Technical Abstract: Rhodosporidium toruloides (RT) is an oleaginous yeast species with increasing industrial interest because of its robust growth characteristics and high lipid yields. Polyploid yeast are favored in general for industrial use because mating gives the yeast hybrid vigor and allows for increased population diversity. Increased diversity is generated by direct mating and selection of the most adapted progeny or by the fusion of protoplasts between yeasts with desired characteristics. Generating higher ploidy RT yeast requires knowledge of the yeasts’ mating types and ploidies. Herein, a convenient and quick protocol is described to determine mating type (A1 or A2). The method is based on colony direct PCR using a standard PCR reagent. Conserved regions of the pheromone receptor Ste3 (Ste3.A1 and Ste3.A2) from DNA sequences of RT published in GenBank were used to design the forward and reverse primers (4 pairs of primers).

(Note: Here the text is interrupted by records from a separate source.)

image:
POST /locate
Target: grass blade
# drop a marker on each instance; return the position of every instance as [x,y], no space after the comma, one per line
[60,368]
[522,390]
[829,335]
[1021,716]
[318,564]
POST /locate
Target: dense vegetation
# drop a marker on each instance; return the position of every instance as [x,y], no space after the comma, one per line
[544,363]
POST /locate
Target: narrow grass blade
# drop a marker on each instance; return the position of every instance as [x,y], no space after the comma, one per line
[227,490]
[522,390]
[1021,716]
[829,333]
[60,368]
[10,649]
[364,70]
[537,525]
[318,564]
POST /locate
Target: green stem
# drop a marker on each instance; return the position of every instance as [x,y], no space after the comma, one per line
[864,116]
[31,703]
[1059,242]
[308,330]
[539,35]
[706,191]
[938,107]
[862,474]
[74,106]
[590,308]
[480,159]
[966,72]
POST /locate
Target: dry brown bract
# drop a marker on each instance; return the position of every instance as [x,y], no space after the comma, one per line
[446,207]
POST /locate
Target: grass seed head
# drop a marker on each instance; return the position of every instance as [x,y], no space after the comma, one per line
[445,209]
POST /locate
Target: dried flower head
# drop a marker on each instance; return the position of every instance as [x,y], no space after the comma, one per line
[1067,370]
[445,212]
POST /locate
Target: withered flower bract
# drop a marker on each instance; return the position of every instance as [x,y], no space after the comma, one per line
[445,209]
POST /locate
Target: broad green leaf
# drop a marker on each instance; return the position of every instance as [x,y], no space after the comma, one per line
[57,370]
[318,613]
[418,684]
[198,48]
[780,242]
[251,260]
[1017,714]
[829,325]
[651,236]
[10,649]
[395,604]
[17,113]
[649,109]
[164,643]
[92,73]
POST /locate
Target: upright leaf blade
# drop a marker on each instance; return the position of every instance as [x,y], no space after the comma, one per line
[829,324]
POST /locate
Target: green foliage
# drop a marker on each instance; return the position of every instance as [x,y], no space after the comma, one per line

The method works well with either pre-boiled cell supernatant or purified DNA. Assay results were validated using a set of 14 RT yeast, which included haploids and diploids. The amplification products were around 400 bp for MAT-A1 and 620 bp for MAT-A2. This allows for testing for the presence of both mating types in a single multiplex reaction. Assay results were validated by visual confirmation of mating type by microscopic examination using A1 and A2 RT tester strains. We are also currently developing a ploidy assay based on use of a relatively low-cost image analyzer designed for use with yeast cultures. This work can help in the rapid screening of mating types in strains of the RT species, aiming at the development of strains better adapted for growth in industrial sized bioreactors.